CI Global Brings First Ethereum Mutual Fund

On the heels of its launch last week of an Ethereum ETF, Canada-based money management firm CI Global Asset Management has announced the launch of the CI Ethereum Fund, the first mutual fund to provide exposure to the cryptocurrency Ether. Both products are available in the Canadian market.

The mutual fund charges a 40 basis point management fee, which the company has waived until June 15, 2021. Its management expense ratio has been capped at 1%.

In the Ether ETFs space, a fee war has already started brewing, with Evolve Funds Group announcing recently it would waive the 75 basis point management fee on its upcoming Ether ETF (ETHR) until May 31, according to Bloomberg. CI GAM also announced it would waive the 0.4% management fee through June 15 on its CI Galaxy Ethereum ETF.
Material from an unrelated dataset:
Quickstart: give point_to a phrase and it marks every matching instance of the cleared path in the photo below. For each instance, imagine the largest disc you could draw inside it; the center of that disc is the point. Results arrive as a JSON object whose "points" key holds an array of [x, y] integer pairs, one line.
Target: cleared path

CI GAM also has a Bitcoin ETF and mutual fund.

"CI Global Asset Management is the only company in the world offering convenient, low-cost and secure exposure to the two largest cryptocurrencies through both ETFs and mutual funds," said Kurt MacAlpine, CEO of CI Financial, the parent company of CI GAM, in a statement.

"Importantly, these products allow investors to access these digital assets through their financial advisors, so they can be integrated into an investor’s existing portfolio and investment plan."

J.P. Morgan to Offer Bitcoin Access

The wirehouses and big banks have primarily steered clear of cryptocurrencies—with many not allowing advisors to recommend the products to clients. But lately that trend has been reversing.

Bloomberg reported this week that J.P. Morgan will offer rich clients access to funds that enable ownership of Bitcoin. It will be in the form of an actively managed fund, available likely this summer, and NYDIG will be the custodian, according to published reports.

J.P. Morgan joins Morgan Stanley, which also plans to offer wealth clients access to three funds that will enable ownership of Bitcoin.